Commenting on the market, Investec head of fixed income, John Stopford (pictured), said: “Currently, although the global economy is facing several headwinds, notably from high oil prices, we expect growth to recover from this summer’s lull rather than collapse.
“We believe there would need to be a notable deterioration in the economic outlook to prevent the Fed from returning US rates to more normal levels of 3-4% by the second half of 2005, in contrast to the market’s far more moderate interest rate expectations.
“In addition, the resolution of uncertainty over the US elections once get past November may also prove a positive influence.”
Stopford said against this background, at levels of close to 4%, US 10-year bond yields were well below reasonable fair value levels and should rise again into the end of the year.
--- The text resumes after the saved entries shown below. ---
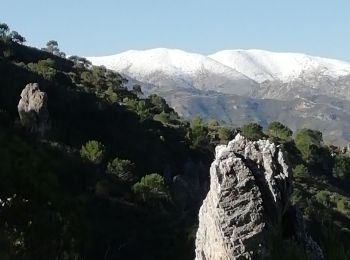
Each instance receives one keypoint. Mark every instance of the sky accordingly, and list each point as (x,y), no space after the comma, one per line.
(104,27)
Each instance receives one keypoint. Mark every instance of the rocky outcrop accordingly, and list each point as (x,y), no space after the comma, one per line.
(250,184)
(32,109)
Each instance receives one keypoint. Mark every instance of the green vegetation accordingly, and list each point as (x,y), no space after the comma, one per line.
(92,151)
(64,197)
(278,131)
(151,187)
(122,170)
(252,131)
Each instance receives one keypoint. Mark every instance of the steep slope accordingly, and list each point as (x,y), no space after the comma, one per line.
(239,86)
(250,185)
(176,69)
(261,65)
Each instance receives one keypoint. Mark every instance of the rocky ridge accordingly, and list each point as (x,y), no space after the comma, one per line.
(250,184)
(32,109)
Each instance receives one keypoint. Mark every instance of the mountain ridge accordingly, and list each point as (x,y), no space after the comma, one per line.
(255,64)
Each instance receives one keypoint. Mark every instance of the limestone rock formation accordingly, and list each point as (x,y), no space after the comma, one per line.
(32,109)
(250,184)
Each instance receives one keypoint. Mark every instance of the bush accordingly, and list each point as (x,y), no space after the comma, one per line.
(341,206)
(199,131)
(308,142)
(92,151)
(122,170)
(278,131)
(150,187)
(252,131)
(341,167)
(300,171)
(45,68)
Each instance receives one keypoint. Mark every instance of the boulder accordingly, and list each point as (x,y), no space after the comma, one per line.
(32,109)
(250,184)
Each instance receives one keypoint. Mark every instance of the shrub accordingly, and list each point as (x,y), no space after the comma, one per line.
(300,171)
(122,170)
(341,167)
(92,151)
(150,187)
(308,141)
(252,131)
(341,206)
(279,131)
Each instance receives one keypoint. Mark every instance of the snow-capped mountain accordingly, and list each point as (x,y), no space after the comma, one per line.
(239,86)
(240,72)
(261,65)
(176,69)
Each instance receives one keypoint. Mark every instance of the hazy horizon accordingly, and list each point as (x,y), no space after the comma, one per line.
(109,27)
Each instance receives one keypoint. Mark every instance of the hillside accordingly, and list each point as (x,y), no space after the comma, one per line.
(120,175)
(310,91)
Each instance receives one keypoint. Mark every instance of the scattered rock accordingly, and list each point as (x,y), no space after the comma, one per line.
(32,109)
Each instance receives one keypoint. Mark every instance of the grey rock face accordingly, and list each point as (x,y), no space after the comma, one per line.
(249,190)
(32,109)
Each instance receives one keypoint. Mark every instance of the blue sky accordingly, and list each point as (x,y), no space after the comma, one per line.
(87,28)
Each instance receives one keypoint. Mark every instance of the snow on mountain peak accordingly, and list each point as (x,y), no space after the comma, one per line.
(261,65)
(176,68)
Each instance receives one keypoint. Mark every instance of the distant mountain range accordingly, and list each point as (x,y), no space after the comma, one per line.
(238,86)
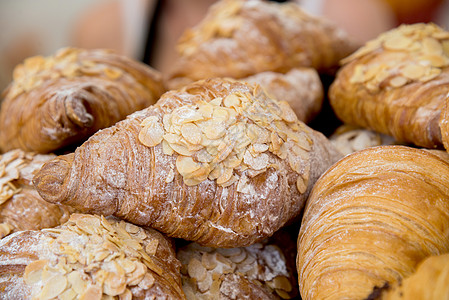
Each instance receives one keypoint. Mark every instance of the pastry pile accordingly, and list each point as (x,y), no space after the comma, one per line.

“Investors’ renewed optimism about the path of US interest rates has also reignited the carry trade and encouraged investors to increase exposure to riskier assets, such as emerging markets and high yield,” he said.
“This trend may continue in the short-term as investors put accumulated cash to work. However, we believe there is little value left in these markets given last year’s rally and they are vulnerable either to a more aggressive tightening of monetary policy or a more pronounced slowdown in the global economy.
“In this environment, active investment management, broad diversification of risk and use of all potential sources of return – including currencies, duration and asset allocation – will be important to deliver good performance.”